1)The Mignolaverse, by Mike Mignola, John Arcudi, and Scott Allie. With artists Guy Davis, Richard Corben, Peter Snejbjerg, Paul Azaceta, Tyler Crook, Duncan Fegredo, Ben Stenbeck, Cameron Stewart, Gabriel Ba, Fabio Moon, James Harren, Jason Latour, Tonci Zonjic, Max and Sebastian Fiumara, Ryan Sook, Michael Avon Oeming, Jason Shawn Alexander, P. Craig Russell, John Severin, Karl Moline, Kevin Nowlan, Jason Armstrong, and Laurence Campbell.
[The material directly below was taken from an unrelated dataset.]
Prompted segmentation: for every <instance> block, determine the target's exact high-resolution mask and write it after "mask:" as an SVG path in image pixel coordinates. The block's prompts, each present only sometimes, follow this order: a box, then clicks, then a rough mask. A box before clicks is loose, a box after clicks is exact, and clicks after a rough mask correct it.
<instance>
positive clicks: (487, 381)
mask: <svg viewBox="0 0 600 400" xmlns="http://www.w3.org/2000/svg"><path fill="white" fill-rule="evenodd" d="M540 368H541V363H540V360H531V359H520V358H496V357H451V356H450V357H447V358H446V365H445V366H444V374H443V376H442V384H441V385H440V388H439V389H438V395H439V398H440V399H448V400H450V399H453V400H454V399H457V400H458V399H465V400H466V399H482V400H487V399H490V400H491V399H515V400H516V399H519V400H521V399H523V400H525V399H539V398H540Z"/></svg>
OK, so this one is a bit of a cheat, but in all honesty I couldn’t choose just one. What Mike Mignola and Co. have created is one of the single greatest achievements in modern comics history. A cohesive universe, that doesn’t restart or retcon, ongoing for over 20 years!?! It’s an amazing thing to even exist, but to also be
some of the most consistently great comics on the stands every month is astounding. Now we can all argue subjectively over that until we’re blue in the face, but this is my list, so I win 🙂
I’m sure this choice doesn’t come as much of a surprise to most of you, as I’ve made my love for these books pretty damn clear, so I’m sorry if you didn’t feel suspense while reading this. In the name of Top Ten fairness if you forced me to choose one, then of course I’d go with the one that started it all, Hellboy.